Declining rockfish
Christine Condon’s article on the state of the bay report pointed out the plight of the Chesapeake Bay rockfish (The Capital, Jan. 6). Populations of Maryland’s iconic fish are way down, below levels of sustainability.
The Chesapeake Bay Foundation has called for higher catch limitations and seasonal adjustments in those limits, as well as protection of menhaden, a major food source. While those measures may be necessary to prevent the complete collapse of rockfish populations in the near-term, they are insufficient to stop an inevitable loss of catastrophic magnitude.
Climate change and the consequent rise of winter water temperatures in the bay threaten to kill off the rockfish permanently. Rockfish cannot exist if their larvae — the “babies” — have no nursery food. They starve when their food source, a crustacean native to the bay’s watershed, emerges too early in the spring to match their own spawning calendar.

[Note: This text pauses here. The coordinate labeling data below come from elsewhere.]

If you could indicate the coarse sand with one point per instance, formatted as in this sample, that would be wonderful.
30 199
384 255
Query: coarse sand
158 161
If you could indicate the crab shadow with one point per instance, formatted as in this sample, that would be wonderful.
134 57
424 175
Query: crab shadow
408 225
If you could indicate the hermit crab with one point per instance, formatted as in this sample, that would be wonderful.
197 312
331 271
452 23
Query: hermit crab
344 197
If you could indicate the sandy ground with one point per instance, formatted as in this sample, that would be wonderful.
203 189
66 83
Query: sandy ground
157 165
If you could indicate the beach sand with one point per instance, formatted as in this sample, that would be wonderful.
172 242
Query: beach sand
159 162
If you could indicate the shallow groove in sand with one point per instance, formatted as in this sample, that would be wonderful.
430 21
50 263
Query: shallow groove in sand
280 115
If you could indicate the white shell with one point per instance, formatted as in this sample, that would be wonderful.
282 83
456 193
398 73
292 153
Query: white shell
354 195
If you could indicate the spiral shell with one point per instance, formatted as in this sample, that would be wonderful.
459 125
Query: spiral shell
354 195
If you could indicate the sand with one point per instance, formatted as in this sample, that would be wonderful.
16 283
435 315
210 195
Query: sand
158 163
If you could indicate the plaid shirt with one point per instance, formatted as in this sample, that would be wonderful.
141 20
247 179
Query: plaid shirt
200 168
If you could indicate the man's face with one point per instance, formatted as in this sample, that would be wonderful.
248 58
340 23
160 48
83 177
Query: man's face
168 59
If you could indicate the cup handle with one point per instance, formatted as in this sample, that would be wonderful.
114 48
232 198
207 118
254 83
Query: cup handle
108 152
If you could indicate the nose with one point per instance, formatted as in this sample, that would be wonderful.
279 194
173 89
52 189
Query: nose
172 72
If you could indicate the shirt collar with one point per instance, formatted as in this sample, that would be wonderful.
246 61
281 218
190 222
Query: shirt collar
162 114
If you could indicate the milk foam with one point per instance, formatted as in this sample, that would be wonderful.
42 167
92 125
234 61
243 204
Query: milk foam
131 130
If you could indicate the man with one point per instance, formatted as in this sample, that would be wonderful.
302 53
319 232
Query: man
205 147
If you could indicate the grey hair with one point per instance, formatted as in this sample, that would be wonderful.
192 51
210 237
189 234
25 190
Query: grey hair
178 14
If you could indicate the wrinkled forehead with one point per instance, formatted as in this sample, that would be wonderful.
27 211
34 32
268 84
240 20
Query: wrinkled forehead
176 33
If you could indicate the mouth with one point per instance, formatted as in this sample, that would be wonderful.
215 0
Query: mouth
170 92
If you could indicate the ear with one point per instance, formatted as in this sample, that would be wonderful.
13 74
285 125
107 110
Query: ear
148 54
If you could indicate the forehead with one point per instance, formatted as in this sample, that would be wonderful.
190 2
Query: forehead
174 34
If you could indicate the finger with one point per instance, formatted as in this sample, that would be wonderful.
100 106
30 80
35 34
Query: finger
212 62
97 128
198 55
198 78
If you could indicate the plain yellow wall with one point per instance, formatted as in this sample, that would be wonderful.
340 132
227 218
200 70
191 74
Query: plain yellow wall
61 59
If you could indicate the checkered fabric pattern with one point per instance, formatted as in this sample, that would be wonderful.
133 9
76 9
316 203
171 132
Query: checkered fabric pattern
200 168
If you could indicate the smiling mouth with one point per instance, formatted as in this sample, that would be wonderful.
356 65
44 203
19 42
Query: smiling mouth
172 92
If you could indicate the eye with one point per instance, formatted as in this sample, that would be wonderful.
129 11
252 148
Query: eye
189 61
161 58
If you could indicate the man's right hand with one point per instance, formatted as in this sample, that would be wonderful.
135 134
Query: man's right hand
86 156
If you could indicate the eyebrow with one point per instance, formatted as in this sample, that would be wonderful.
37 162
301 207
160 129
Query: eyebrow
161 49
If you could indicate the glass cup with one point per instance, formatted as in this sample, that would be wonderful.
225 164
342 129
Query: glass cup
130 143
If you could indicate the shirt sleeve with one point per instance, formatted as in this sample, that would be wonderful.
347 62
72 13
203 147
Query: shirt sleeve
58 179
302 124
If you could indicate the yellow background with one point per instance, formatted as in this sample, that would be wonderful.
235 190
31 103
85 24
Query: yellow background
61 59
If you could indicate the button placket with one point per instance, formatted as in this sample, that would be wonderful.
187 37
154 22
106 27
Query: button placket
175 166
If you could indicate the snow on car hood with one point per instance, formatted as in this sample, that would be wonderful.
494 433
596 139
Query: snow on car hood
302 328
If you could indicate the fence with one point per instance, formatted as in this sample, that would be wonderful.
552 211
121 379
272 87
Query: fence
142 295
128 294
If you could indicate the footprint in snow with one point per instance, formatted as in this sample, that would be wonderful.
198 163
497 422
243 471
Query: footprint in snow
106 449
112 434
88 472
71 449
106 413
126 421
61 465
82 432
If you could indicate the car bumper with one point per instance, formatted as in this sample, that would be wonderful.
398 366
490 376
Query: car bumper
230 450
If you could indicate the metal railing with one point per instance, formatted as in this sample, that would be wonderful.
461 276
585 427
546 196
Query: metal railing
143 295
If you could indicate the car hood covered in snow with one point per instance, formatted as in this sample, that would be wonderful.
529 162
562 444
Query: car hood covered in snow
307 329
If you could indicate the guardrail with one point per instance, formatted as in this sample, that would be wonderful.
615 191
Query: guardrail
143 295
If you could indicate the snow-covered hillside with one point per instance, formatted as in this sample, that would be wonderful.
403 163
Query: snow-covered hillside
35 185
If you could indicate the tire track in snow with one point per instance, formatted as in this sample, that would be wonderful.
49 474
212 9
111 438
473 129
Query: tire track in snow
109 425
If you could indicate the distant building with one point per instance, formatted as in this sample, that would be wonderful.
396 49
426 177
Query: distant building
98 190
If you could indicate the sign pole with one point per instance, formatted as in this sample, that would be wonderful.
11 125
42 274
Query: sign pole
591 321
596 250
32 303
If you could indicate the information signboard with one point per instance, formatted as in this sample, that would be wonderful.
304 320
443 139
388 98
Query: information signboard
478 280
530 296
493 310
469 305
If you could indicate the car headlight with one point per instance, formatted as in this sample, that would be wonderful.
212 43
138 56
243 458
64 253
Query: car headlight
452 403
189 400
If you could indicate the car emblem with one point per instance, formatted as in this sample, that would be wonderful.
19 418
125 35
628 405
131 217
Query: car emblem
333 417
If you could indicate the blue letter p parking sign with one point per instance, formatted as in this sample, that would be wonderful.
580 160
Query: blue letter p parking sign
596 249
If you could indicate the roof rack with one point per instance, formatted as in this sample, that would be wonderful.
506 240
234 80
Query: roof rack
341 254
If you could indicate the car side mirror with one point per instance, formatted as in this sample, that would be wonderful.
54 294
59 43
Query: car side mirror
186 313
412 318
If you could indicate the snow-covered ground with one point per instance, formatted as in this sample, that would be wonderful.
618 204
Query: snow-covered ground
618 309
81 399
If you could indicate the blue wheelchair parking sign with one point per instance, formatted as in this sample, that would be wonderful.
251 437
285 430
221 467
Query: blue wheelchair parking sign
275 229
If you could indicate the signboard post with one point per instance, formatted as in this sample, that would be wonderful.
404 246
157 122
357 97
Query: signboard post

Warming winter temperatures in the bay make this mismatch more frequent. The scheduling problem has been known for at least a decade. Barring rapid slowdown of the bay’s warming trends in the next 10 to 20 years, there may be few if any adult rockfish available even for the most avid sport fisherman, to say nothing of the bay’s commercial fishing fleet.
Addressing climate change will mean extra costs in the short run and economic disruption to some industries. Strong climate change policies would help prevent a complete collapse of the rockfish population. Maryland’s fishing industry should be leading the charge.